The Uneven Weight of Pain

“You don’t owe the world your silence just because it’s more convenient than your truth.”

Sometimes, our reactions are worse than the offenses that caused them. But do they justify the scream?

Picture this: a quiet neighborhood at night. A child crossing the street. A drunk driver swerves onto the sidewalk. Tragedy.

The wreckage is cleaned. The sirens fade. The child is gone. The driver is arrested. The neighborhood returns to its haunted silence — except for one household, now drenched in grief that will never wash off.

Would we allow the grieving parents to go door to door, taking lives as repayment for their own loss?

No. Of course not. That would be madness.

And yet — in this world, some people’s pain is allowed to grow into madness. Even into violence. Even into laws and legacies. Others? They are told to bear it in silence. To be graceful. To heal quietly. To let it go. Their anger is dangerous. Their sorrow? Inconvenient.

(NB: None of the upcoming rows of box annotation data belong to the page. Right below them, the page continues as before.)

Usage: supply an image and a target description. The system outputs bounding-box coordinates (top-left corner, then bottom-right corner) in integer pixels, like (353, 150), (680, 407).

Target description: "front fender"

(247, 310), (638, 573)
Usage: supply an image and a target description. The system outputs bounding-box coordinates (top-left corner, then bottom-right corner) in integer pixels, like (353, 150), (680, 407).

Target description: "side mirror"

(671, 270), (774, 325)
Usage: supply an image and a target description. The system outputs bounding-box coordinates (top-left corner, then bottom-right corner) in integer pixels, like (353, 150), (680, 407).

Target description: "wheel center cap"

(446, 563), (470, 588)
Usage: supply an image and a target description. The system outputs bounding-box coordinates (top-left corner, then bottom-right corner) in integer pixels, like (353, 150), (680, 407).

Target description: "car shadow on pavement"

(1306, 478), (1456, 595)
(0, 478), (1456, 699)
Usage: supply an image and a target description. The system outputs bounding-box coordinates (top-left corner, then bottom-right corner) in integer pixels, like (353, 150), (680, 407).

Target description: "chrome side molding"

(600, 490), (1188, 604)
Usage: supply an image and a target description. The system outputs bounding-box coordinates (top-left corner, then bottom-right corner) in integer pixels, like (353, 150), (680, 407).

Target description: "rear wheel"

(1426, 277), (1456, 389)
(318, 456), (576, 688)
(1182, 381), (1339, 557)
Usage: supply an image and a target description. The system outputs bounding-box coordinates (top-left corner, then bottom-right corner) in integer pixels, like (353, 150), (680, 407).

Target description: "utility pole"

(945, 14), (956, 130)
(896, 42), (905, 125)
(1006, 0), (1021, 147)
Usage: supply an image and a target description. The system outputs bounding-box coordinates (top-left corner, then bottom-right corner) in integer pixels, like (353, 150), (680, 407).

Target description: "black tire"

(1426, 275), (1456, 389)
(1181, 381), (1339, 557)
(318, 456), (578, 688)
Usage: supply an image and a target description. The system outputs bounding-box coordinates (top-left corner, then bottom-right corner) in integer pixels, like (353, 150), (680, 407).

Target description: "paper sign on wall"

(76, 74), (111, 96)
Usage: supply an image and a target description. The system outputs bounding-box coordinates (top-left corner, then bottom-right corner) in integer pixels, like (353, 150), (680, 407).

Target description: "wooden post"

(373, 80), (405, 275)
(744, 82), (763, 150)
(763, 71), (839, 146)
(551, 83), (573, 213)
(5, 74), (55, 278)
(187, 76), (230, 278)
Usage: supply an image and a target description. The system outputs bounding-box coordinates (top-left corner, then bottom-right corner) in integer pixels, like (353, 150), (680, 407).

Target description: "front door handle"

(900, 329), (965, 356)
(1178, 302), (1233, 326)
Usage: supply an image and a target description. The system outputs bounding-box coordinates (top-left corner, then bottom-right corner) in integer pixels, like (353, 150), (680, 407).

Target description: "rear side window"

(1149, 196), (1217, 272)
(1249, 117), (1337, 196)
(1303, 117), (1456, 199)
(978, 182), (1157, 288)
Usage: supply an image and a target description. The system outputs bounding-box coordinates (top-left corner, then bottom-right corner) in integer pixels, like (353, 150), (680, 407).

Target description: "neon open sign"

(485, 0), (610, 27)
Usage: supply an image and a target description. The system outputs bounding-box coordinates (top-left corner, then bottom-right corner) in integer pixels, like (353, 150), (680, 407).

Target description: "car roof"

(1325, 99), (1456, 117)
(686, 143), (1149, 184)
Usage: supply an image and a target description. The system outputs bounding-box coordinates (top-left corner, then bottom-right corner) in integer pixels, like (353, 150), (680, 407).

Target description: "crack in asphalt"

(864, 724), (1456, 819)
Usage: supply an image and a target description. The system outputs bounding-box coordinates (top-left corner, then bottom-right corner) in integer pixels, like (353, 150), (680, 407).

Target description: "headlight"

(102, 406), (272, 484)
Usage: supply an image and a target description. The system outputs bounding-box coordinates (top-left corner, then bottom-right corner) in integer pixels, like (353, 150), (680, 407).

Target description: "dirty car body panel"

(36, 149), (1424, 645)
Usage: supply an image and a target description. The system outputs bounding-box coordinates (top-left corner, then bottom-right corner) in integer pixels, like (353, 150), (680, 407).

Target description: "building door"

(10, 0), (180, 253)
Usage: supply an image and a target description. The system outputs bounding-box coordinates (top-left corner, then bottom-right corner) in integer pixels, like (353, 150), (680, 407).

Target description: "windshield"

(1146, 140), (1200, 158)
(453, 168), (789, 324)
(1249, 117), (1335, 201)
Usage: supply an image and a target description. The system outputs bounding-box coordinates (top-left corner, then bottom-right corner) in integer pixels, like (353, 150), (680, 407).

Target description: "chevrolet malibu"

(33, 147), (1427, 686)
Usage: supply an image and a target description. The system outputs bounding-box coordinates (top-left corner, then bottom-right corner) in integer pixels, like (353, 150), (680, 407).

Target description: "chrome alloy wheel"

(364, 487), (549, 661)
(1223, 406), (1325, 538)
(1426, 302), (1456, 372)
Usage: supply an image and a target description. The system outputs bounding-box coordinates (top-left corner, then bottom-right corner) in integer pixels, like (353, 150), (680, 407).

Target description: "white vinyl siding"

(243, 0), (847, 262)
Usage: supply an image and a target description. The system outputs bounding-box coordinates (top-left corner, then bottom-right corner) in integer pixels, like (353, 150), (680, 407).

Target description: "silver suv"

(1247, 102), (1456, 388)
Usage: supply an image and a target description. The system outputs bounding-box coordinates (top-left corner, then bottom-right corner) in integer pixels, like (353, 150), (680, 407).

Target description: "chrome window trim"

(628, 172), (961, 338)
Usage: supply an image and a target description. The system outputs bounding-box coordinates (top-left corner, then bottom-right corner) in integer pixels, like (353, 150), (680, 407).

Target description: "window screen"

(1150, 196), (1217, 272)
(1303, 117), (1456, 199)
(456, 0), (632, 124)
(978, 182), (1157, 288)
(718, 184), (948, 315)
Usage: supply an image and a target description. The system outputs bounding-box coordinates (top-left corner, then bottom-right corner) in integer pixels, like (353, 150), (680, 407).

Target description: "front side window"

I used to believe the stories. The media made it easy.

One side always had a reason. The other side always had a rap sheet.

But who decides which is which?

Not us. Not the people. Not truth.
A small, powerful few write the script — and most of us read our lines without question.

They decide whose pain makes headlines and whose never makes it past the obituary.
They decide who gets context and compassion — and who gets criminalized.

And the most brutal part? They convince us it’s justice.

But we are all made of the same breath, the same bones, the same blood.
No one’s pain is more poetic than another’s.
No one bleeds more beautifully.

It’s time to stop being extras in someone else’s story and start telling our own.